Schattenblick → INFOPOOL → POLITIK → KOMMENTAR


RAUB/1095: Deutsche Bank im Sturzflug (SB)



Wie der Sturzflug der Deutschen Bank signalisiert, ist die große Krise keineswegs ausgestanden. Hatte die Aktie des deutschen Flaggschiffs auf dem Finanzsektor seit einem Jahr 55 Prozent an Wert verloren, so fiel sie zu Wochenbeginn um 7,5 Prozent auf den tiefsten Stands seit 1983. Auslöser des jüngsten Absturzes ist eine Strafzahlung in Höhe von 14 Milliarden Dollar (12 Milliarden Euro), die das US-Justizministerium im Zusammenhang mit der Hypothekenkrise von 2008 gegen die Bank verhängt hat. Im August hatte der Internationale Währungsfond die Deutsche Bank als schwächstes Glied im Weltfinanzsystem eingestuft, was einerseits der Ausschau nach dem nächsten Dammbruch und andererseits der Identifizierung des bestgeeigneten Opfers, mit dem man die unerforschlichen Götter des globalen Finanzmarktes zu besänftigen hofft, geschuldet ist. Die für alternativlos erklärte Ratio des Wachstums auf Grundlage der Konkurrenz kennt nur eine einzige Logik des Überlebens, nämlich die Vernichtung des Schwächeren.

Bei der gegen die Deutsche Bank verhängten Strafe, die nicht etwa von der Börsenaufsicht, sondern von einem Organ der US-Regierung auferlegt wurde, handelt es sich nicht zuletzt um eine Breitseite im Zuge wachsender politischer und wirtschaftlicher Spannungen zwischen den USA und der EU. Daß deren Verhältnis von einem Schulterschluß zu Lasten anderer Weltregionen derzeit in Richtung einer erbitterten Rivalität auf denselben Weidegründen verschiebt, unterstreichen die von der EU gegen Apple verhängte Steuernachzahlung von 13 Milliarden Euro wie auch die vor allem von deutscher und französischer Seite für mehr oder minder gescheitert erklärten Verhandlungen über das Transatlantische Freihandelsabkommen (TTIP). Daß das US-Justizministerium der Deutschen Bank das Zehnfache dessen abverlangt, was es in demselben Zusammenhang von amerikanischen Banken einzutreiben versucht, zeugt von einem zunehmenden transatlantischen Wirtschaftskrieg. [1]
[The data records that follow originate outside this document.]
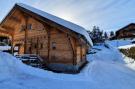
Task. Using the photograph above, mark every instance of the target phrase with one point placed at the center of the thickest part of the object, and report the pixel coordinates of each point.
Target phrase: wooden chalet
(61, 44)
(126, 32)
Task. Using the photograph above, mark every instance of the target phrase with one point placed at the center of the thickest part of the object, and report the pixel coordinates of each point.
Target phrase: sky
(109, 15)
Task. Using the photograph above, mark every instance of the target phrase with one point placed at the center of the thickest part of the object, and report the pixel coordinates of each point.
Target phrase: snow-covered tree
(96, 35)
(112, 34)
(105, 36)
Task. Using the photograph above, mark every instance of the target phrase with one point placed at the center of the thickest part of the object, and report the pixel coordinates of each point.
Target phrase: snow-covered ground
(121, 42)
(105, 70)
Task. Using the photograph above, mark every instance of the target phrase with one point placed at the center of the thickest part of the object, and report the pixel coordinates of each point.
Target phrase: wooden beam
(12, 45)
(73, 51)
(26, 35)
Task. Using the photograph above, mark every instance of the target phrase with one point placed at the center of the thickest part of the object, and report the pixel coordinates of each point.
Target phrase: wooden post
(12, 44)
(73, 51)
(48, 44)
(37, 49)
(26, 35)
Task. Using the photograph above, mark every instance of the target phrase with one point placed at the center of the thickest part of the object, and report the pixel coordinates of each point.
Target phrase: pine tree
(111, 34)
(105, 35)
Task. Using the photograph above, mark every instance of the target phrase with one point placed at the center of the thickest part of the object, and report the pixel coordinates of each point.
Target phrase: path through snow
(105, 70)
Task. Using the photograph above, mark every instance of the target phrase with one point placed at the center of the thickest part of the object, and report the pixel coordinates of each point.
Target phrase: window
(22, 28)
(29, 26)
(53, 45)
(41, 45)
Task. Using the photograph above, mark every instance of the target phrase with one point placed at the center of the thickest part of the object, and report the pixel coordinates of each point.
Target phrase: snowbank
(126, 46)
(107, 54)
(117, 43)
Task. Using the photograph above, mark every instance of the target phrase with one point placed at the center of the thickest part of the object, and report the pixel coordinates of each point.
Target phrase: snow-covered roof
(76, 28)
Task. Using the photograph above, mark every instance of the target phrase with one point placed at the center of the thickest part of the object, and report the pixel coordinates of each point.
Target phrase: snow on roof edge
(70, 25)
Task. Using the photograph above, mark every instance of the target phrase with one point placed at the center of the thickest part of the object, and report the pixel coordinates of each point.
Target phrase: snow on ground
(105, 70)
(121, 42)
(126, 46)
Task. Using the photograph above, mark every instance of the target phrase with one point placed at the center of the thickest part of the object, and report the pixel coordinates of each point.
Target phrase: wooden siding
(38, 39)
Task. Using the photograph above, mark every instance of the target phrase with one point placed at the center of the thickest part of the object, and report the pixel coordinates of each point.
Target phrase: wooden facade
(60, 48)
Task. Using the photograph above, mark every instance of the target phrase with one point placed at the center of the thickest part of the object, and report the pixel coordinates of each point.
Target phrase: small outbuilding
(61, 44)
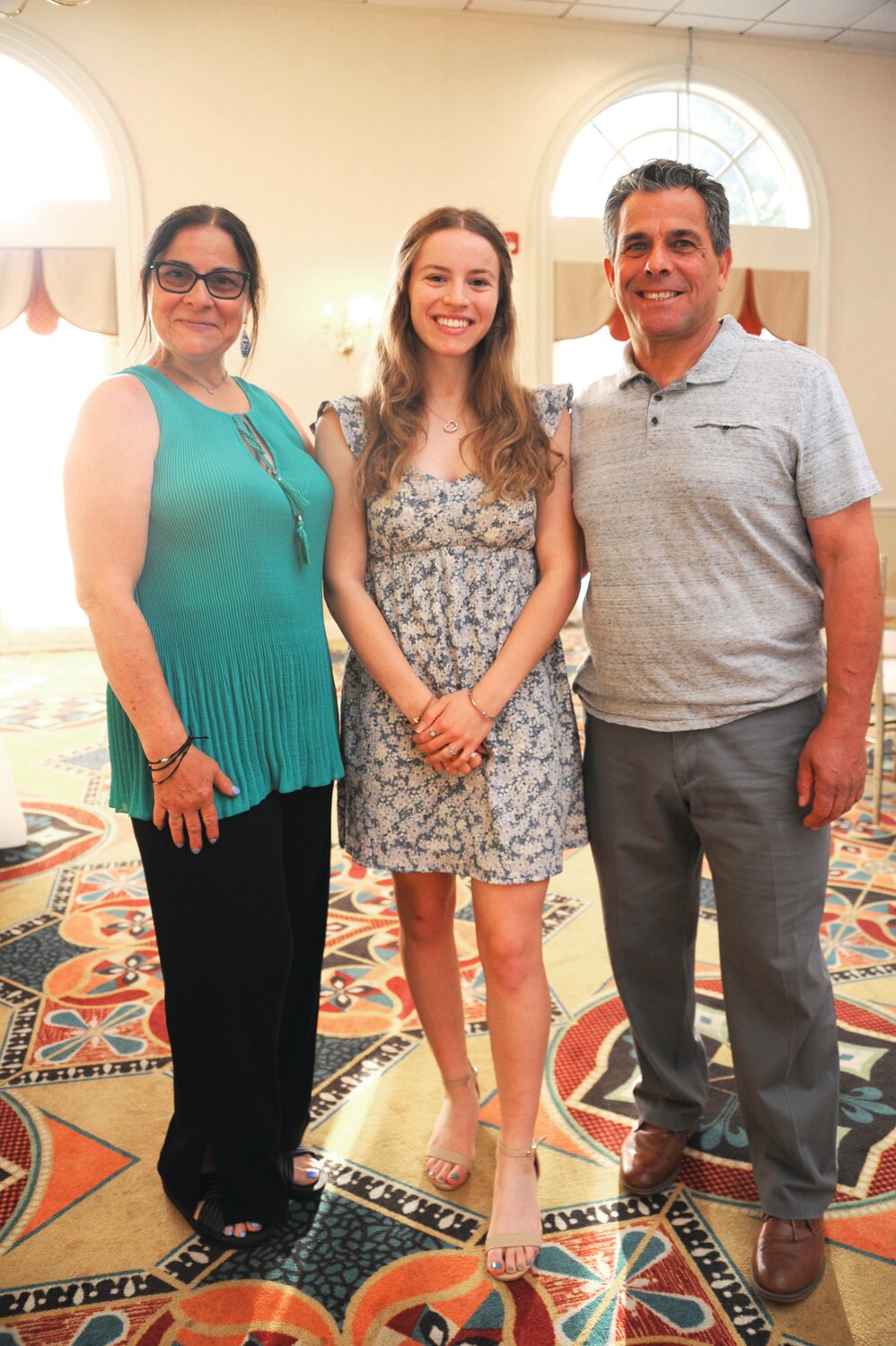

Was die Deutsche Bank betrifft, ist der Dax-Konzern an der Börse nur noch rund 14,6 Milliarden Euro wert. Selbst wenn die verhängte Strafe wie erwartet im Endeffekt niedriger ausfallen dürfte, ist die Bank höchstwahrscheinlich auf eine Kapitalerhöhung angewiesen. Trotz sinkender Gewinne mehr Geld zu bekommen, dürfte sich jedoch als problematisch erweisen, da die Niedrig- und Negativzinspolitik der Europäischen Zentralbank die Geschäftsmodelle aller großen Banken empfindlich getroffen hat. Zentralbankchef Mario Draghi spricht von einer "Überkapazität an Banken in Europa" und fordert die Regierungen auf, gesetzliche Voraussetzungen für eine Konsolidierung schaffen. Ein Grund mangelnder Profitabilität der Banken seien deren Überkapazitäten, die abgebaut werden müßten. Die Commerzbank sucht ihr Heil in einem massiven Personalabbau und will in den kommenden Jahren 9600 Vollzeitstellen streichen, so daß mehr als jede fünfte der zuletzt 45.000 Vollzeitstellen wegfallen soll. [2]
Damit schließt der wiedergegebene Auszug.